It was not, strictly speaking, a dismissal. One could not dismiss a visiting aunt from the drawing room of her sister’s household. But it was sufficiently close that Aunt Georgiana huffed, gathered her shawl, and swept from the room with the injured dignity of a woman denied her full audience.

Eleanor waited until the door closed before allowing herself a quiet breath.

Nine-and-twenty years old, translating correspondence like a glorified secretary.

The words ought not to have stung. They were not, after all, untrue.
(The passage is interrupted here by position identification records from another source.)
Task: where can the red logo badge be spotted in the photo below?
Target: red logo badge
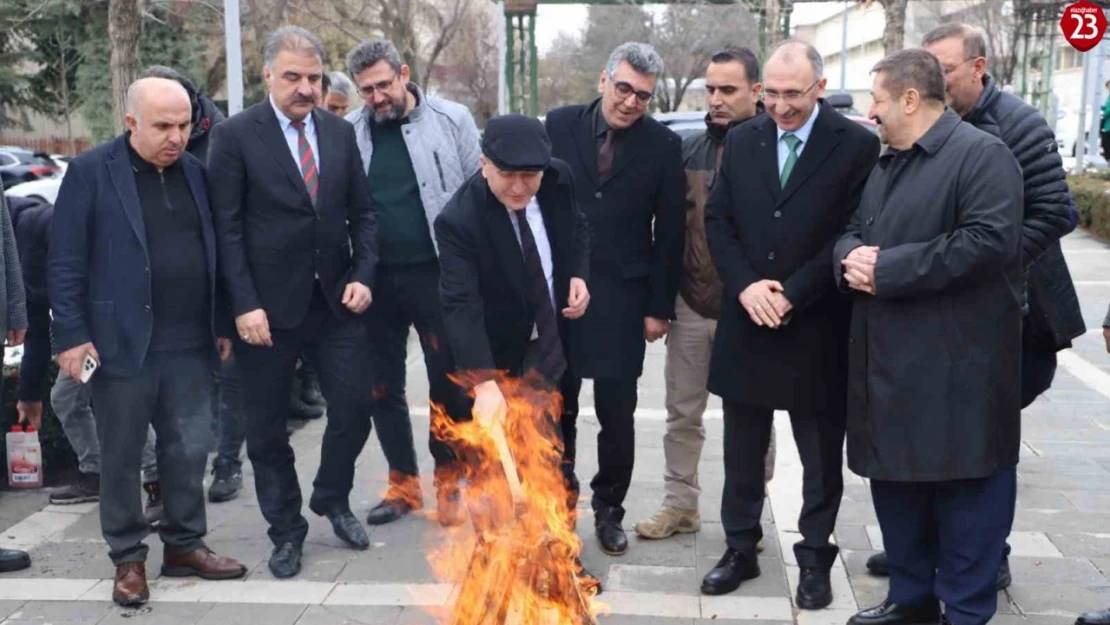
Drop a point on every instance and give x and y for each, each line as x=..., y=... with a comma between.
x=1083, y=24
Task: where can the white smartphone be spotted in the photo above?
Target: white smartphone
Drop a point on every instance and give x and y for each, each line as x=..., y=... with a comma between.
x=88, y=368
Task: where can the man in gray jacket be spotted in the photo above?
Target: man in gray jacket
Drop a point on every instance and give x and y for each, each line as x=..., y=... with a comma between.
x=416, y=150
x=13, y=328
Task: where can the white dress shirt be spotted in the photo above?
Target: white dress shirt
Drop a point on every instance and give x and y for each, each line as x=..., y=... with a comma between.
x=291, y=135
x=543, y=245
x=803, y=133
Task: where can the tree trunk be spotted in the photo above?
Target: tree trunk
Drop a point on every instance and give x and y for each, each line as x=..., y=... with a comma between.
x=894, y=34
x=124, y=28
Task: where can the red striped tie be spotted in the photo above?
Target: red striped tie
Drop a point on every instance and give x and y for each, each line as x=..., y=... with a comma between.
x=308, y=161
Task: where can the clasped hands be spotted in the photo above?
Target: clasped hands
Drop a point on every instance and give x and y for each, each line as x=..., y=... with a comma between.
x=859, y=268
x=253, y=326
x=766, y=303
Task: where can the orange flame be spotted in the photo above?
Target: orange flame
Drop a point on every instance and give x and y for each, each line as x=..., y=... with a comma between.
x=516, y=563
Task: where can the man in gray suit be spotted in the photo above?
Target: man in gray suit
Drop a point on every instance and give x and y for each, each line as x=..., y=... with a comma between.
x=13, y=326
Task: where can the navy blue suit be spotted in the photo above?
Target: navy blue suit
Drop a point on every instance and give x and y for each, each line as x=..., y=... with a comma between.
x=99, y=265
x=101, y=280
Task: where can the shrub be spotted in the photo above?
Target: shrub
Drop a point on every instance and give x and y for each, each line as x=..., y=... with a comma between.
x=1093, y=203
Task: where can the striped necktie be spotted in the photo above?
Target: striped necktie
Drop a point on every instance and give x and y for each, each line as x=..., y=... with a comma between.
x=308, y=161
x=791, y=143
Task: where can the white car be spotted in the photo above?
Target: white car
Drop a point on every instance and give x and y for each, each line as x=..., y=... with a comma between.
x=46, y=189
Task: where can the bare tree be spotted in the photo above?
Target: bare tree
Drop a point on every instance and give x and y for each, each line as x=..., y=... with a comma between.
x=467, y=71
x=124, y=28
x=686, y=36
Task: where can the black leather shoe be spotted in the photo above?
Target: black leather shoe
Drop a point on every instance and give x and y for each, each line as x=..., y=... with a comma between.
x=387, y=511
x=733, y=568
x=609, y=533
x=877, y=565
x=1096, y=617
x=1003, y=575
x=815, y=591
x=888, y=613
x=349, y=530
x=13, y=560
x=285, y=561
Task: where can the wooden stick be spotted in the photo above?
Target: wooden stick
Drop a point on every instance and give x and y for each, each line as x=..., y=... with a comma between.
x=508, y=464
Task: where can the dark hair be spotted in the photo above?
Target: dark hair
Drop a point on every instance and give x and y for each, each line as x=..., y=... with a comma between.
x=743, y=56
x=370, y=52
x=912, y=69
x=975, y=43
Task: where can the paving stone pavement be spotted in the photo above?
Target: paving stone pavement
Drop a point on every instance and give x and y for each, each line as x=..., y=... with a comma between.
x=1061, y=540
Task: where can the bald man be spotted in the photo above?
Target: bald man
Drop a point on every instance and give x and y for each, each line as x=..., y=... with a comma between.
x=131, y=274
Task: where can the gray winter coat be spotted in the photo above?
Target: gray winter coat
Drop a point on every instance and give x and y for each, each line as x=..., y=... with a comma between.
x=443, y=143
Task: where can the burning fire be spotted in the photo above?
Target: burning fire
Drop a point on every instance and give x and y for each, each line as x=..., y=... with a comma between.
x=517, y=562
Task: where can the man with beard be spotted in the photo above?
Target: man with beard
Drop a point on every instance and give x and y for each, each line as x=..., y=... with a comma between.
x=628, y=181
x=416, y=150
x=732, y=84
x=788, y=181
x=1051, y=316
x=932, y=256
x=298, y=241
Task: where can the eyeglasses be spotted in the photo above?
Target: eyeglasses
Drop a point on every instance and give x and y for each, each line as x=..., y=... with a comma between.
x=624, y=90
x=789, y=97
x=381, y=86
x=950, y=70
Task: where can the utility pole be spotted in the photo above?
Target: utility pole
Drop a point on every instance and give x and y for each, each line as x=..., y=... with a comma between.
x=234, y=50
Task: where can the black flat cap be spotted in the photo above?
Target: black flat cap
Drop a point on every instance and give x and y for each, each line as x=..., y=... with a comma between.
x=516, y=142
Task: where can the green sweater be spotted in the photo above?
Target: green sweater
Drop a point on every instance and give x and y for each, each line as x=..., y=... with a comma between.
x=403, y=237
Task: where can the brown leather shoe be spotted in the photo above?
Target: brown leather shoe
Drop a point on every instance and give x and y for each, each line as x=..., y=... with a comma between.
x=201, y=563
x=130, y=588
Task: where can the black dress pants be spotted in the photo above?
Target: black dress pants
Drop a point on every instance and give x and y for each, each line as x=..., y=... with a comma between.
x=819, y=435
x=342, y=355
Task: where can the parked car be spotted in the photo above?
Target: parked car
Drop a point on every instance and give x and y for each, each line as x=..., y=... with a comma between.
x=44, y=189
x=19, y=164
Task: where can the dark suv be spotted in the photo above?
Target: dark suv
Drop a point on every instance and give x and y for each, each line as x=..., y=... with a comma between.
x=19, y=164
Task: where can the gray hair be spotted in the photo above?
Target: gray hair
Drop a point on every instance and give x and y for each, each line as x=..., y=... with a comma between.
x=341, y=83
x=975, y=42
x=787, y=49
x=912, y=69
x=642, y=57
x=294, y=39
x=370, y=52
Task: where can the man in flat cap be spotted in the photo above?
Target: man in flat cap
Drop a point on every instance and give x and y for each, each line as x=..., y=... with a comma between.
x=514, y=258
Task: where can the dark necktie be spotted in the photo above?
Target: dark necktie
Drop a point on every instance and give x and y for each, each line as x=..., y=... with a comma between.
x=605, y=154
x=308, y=161
x=553, y=362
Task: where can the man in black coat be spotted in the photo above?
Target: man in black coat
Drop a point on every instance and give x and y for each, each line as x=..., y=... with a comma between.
x=788, y=181
x=1052, y=316
x=629, y=183
x=934, y=258
x=298, y=244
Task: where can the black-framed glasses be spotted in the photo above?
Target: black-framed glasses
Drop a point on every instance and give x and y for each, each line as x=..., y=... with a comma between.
x=382, y=86
x=624, y=90
x=788, y=96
Eleanor was nine-and-twenty. She translated correspondence.

And she did so in a household not her own, for relations who tolerated her presence as one tolerated a useful piece of furniture—valued for its function, and otherwise unnoticed.

Yet accuracy and painlessness were not the same thing. Eleanor had learnt that lesson early.

She returned to the Marchetti letter.

The work, at least, was absorbing. Mr Marchetti was an Italian merchant with interests in English wool, and his correspondence required a delicate hand.

His written English was enthusiastic but imprecise, filled with inventive grammar and the occasional phrase that translated, quite literally, into something alarming.

I am most eager to penetrate your markets, the present letter declared. My wool is of superior quality and unusual length, and I am confident it will satisfy all your needs.

Eleanor permitted herself a small smile. Mr Marchetti almost certainly intended nothing improper—Italian merchants were simply ardent in their descriptions—but the letter would require considerable refinement before it could be placed before Lord Cheswick.

She reached for a fresh sheet and began again, smoothing the merchant’s zeal into language that would not cause her aunt’s husband to choke on his brandy.

Dear Lord Cheswick, she wrote, I wish to express my interest in establishing a trade connection with your esteemed household…

The words came readily. They always had.

Languages had been Eleanor’s refuge since childhood—French first, learnt from a governess who stayed only two years before securing better employment; then Italian, acquired through persistence and a battered grammar; then German, gathered piecemeal from a neighbour’s music tutor who had indulged her endless questions.

Her father had called it a waste. What use are languages to a girl? he had demanded, upon noticing the accumulation of books in her room. You will marry, and your husband will attend to any correspondence of consequence.

But Eleanor had not married. Her father’s debts had grown. The governess had departed. And eventually, the sole thing standing between the Finch family and utter ruin had been Eleanor’s ability to translate documents her father himself could not read.

Useful, she had become. Indispensable, even.

And when her father died, and the debts consumed what little remained, it was that usefulness which secured her a place in the Cheswick household—not as guest, not as family, but as something between the two.

A dependent relation who earned her keep through labour that was never quite acknowledged as such.

Better than the alternative, she reminded herself. Better than the streets. Better than a governess’s post in some strange household, neither servant nor kin, overlooked by all.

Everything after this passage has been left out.